According to numerous sources BoomTown has spoken to about the campaign, Yahoo (YHOO) is–at least with advertisers–going to focus on stressing the size and scale of the Internet giant.

The details of the plan will be made public Tuesday, Sept. 22, at a press conference.

It will take place immediately after a keynote speech–titled “Yahoo’s Consumer Revolution…Round II”–that the company’s new CMO, Elisa Steele, is set to deliver on the second day of the Interactive Advertising Bureau’s MIXX conference.

MIXX is a two-day event, run by IAB, focused specifically on online advertising.

Yahoo CEO Carol Bartz is also going to be attending Advertising Week–during which all the major players in the advertising business gather in Manhattan for a series of events–for a plethora of meetings with big Yahoo clients.

It is likely she and several other senior Yahoo execs will be at the press conference, sources said.

That press event will also include Penny Baldwin, a well-known industry exec Yahoo hired as its SVP of global integrated marketing and brand management in July.

The main message Bartz is set to deliver is that Yahoo is a powerhouse unlike any others on the Web when it comes to online display advertising.

And, in fact, Yahoo–despite all the internal and external turmoil it has undergone in recent years–remains one of the largest sites on the Internet, and is the top player in what is also called graphical advertising, as well as online media and communications.

“The whole push seems to be to remind people of vibrancy of the brand and exactly how huge its reach is,” said one person who has seen parts of the presentation. “It is less Yahoo is back than Yahoo has never left.”

Sources also noted that Yahoo is likely to stick to its plan to push the idea of “your home on the Web” to consumers, which I had previously posted about earlier this summer.

The idea of the Silicon Valley icon being the key hub destination for Internet users does dovetail with pushing its size to advertisers–major marketing messages that will also likely cost a pretty penny.
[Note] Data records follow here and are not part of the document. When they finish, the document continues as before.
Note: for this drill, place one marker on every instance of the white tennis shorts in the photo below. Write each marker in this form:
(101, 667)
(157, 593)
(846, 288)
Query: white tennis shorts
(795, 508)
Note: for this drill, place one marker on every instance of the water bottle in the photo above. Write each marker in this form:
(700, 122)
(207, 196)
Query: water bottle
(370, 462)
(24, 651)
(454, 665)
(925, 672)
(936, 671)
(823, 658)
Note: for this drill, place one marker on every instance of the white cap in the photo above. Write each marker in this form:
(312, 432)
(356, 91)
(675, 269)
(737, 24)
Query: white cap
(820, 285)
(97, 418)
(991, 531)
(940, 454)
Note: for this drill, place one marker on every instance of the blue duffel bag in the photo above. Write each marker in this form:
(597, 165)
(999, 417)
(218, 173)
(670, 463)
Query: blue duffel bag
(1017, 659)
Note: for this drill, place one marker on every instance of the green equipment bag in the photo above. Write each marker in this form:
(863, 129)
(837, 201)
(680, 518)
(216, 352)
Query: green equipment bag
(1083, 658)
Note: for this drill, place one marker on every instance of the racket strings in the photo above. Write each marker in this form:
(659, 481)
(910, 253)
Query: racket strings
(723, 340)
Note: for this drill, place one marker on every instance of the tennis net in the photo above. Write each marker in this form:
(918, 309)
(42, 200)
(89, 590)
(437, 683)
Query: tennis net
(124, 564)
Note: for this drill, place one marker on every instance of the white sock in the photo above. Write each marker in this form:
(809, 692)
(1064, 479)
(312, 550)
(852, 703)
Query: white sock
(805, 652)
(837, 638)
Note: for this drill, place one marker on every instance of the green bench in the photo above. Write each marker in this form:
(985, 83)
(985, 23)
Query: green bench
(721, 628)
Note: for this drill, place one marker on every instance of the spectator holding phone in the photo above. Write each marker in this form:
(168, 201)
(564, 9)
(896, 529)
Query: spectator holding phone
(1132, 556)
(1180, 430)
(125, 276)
They will have to–Microsoft (MSFT) has been in the midst of a $100 million campaign for its new Bing search site and will likely spend more when it unveils updates to the service, dubbed Bing 2.0–within the next few weeks.
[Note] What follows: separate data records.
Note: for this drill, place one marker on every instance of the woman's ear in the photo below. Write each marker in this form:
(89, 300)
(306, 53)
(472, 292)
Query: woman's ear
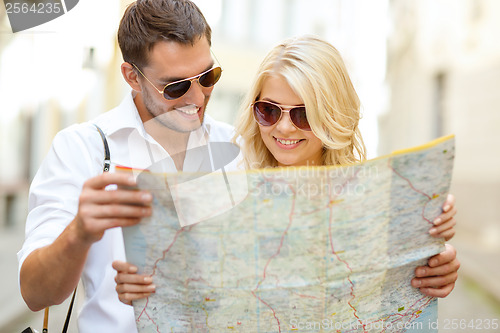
(130, 75)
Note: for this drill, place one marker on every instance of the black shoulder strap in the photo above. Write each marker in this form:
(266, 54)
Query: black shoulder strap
(107, 157)
(107, 164)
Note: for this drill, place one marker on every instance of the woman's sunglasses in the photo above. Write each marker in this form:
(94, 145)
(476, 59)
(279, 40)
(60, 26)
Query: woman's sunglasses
(179, 88)
(268, 114)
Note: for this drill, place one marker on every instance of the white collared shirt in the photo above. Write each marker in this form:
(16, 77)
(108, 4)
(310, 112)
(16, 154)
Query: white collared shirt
(76, 155)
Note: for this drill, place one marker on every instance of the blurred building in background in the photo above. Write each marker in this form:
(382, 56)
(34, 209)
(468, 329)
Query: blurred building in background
(443, 77)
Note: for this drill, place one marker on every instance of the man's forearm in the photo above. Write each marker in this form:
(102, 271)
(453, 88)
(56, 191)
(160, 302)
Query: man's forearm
(49, 274)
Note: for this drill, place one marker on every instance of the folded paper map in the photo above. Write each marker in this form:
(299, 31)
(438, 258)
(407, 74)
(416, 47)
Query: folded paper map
(307, 249)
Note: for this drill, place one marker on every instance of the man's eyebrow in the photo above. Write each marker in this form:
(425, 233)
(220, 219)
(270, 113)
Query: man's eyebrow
(170, 79)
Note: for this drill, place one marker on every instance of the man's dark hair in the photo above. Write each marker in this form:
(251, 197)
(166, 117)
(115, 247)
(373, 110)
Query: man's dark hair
(146, 22)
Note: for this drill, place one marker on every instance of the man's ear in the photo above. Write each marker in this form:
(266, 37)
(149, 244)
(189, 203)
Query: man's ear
(130, 75)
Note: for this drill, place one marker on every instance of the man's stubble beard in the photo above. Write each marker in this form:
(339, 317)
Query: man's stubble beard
(165, 118)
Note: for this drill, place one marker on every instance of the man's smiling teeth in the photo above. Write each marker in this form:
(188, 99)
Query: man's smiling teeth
(188, 109)
(287, 142)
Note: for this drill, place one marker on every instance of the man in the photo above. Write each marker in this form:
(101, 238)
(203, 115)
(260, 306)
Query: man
(71, 227)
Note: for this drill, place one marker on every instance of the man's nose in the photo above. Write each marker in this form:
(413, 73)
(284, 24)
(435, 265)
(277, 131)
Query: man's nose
(196, 93)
The company showed the changes it showed to its own employees last week, which was the subject of much tweeting on Twitter.
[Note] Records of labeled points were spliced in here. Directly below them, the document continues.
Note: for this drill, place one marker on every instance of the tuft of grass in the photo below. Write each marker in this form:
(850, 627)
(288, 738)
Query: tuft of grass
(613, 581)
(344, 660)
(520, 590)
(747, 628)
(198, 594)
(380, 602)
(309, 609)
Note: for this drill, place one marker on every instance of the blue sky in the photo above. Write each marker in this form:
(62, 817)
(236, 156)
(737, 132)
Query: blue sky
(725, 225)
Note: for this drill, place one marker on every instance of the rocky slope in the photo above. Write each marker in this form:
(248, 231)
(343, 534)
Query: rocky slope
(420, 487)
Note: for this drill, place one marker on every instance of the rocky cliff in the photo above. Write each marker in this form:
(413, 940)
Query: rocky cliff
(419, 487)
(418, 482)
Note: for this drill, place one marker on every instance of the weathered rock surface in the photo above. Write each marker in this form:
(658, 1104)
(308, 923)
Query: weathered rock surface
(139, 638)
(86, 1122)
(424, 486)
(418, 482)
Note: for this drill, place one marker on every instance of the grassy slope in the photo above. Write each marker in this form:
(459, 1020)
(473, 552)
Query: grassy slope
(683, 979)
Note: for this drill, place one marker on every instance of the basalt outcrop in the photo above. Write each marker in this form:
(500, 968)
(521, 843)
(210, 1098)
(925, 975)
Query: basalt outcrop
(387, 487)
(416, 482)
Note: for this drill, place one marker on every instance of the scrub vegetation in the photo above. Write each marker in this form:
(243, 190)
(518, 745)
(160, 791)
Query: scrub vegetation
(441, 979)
Yahoo will apparently give more specifics as to the spend for the marketing push at the press conference.

But, many sources said, the company is already out in the advertising market now, buying tens of millions of dollars in advertising online and offline to hawk Yahoo in print, on television and elsewhere.

(Full disclosure: Sources said that campaign will include The Wall Street Journal network, which includes this site.)

“It’s dramatic,” said one source about the marketing outlay.

Since she got to Yahoo, Bartz has continually stressed the need to promote Yahoo products and services more, including in an interview last week on CNBC (you can see that longish video here).

And, in the July earnings call for Yahoo, Bartz said: “In addition, we’re hard at work on plans to reposition our most valuable asset: Yahoo’s brand. Our Q3 plans include an initial wave of incremental marketing spend which will increase substantially into Q4 and next year.”

Also, in a Q&A in the same call, she added more about the long-term nature of the spending on branding:

“The branding and our whole campaign of advertising is just starting; however you have to understand that this is an ongoing campaign so it’s not transient at least for the next year or so. We’re really going to move to reposition the Yahoo brand and Yahoo Company, so right now, consider that as cost that’s in the system.”

What Bartz and other Yahoo execs will likely stress less is search, due to the search deal Yahoo struck in July with Microsoft in which the software giant will take over the back-end technology and Yahoo will sell search ads for both companies.

The company will compete with both Microsoft and Google (GOOG) in garnering the search market still, once the partnership is approved by regulators, with Yahoo focusing on differentiating itself via innovative user interface, design, features and functionality.